When the callsign does not exist (I also tested that), it also does two lookups: the specified one, and the one with .ampr.org appended a second time. This is caused by "search ampr.org" in /etc/resolv.conf. It was put there by the Linux installer, I know many Linux distributors do that. (you specifiy a hostname and domainname during install, and it will put the domainname in /etc/resolv.conf as a search line) That explains the long execution time of "host" that could not be explained by a single lookup.
That explains the DOUBLE execution time.
It does not explain why you have LONG execution (well, lookup) times.
I think it is not very clever of the resolver library to append a search domain that already was in the query, but maybe there are some cases where this is useful?
File a redundant bug with glibc, maybe they ever fix this ;)
Anyway, I removed that from resolv.conf as this machine is not for end-users anyway, and I don't mind typing full domain names. It doubles the speed of all lookups of nonexisting names, and reduces the load on the ampr.org nameservers as well.
It is maybe a better idea to use a more local caching nameserver.
This doubles the speed of the host command, but of course the reverse lookups are not affected. When using those two local DNS servers first, they are fast. Bind should learn and remember that, I think.
If you are using BIND as a recursive server (check where /etc/resolv.conf points to) then it will indeed cache a latency for a upstream nameserver for a while and use the best one.

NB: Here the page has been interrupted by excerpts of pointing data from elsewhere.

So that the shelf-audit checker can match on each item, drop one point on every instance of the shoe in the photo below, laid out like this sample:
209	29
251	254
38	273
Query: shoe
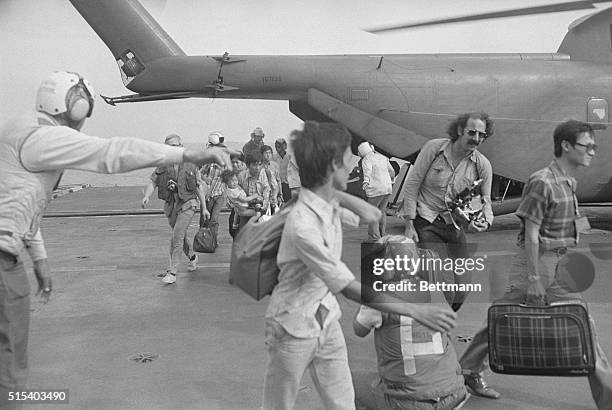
193	263
479	387
169	279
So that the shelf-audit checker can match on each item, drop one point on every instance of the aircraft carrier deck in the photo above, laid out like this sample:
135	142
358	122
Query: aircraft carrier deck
108	306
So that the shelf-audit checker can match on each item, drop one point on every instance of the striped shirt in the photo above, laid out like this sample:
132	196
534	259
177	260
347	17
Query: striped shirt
255	186
211	174
549	200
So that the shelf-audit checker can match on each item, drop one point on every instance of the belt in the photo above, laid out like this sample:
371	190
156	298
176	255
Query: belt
558	251
8	256
400	386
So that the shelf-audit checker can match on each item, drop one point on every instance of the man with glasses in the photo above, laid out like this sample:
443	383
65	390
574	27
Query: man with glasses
254	181
444	168
550	223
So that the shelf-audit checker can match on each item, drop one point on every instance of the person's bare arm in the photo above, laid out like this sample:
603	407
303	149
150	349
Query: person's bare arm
437	318
147	192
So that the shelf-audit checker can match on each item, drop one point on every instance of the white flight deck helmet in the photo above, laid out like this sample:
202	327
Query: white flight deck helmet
214	138
55	97
364	148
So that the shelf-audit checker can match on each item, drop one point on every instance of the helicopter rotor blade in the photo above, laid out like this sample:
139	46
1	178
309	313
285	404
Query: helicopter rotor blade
551	8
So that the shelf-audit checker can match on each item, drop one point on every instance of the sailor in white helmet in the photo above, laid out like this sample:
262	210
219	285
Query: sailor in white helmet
211	174
35	149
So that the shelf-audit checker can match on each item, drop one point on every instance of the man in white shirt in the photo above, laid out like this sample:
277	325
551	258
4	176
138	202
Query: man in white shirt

BIND (unless configured in forwarding mode) always uses the roots to get to the final domain.
It is only good that ampr.org DNS servers are around the globe, and a pity that bind does not take that to an advantage.
BIND only has a history of previous requests, it does not know about variances in network conditions or if hosts go down or not.
It does do that for forwarders, at least that is written in the docs. (this machine runs bind as a caching resolver and the nameserver in resolv.conf is 127.0.0.1)
How many users are using your cache? Unless other folks query the same names, the caching has little effect.
Also with short TTLs little caching can be done as the records will expire quickly.
You might want to enable stats and check them. Eg as per: http://supportex.net/2011/11/bind-statistics-information/
Also, do make sure you are operating current versions of software, especially BIND has quite some security issues. Above all of course do also make sure it is not an open recursor for the world...
Greets, Jeroen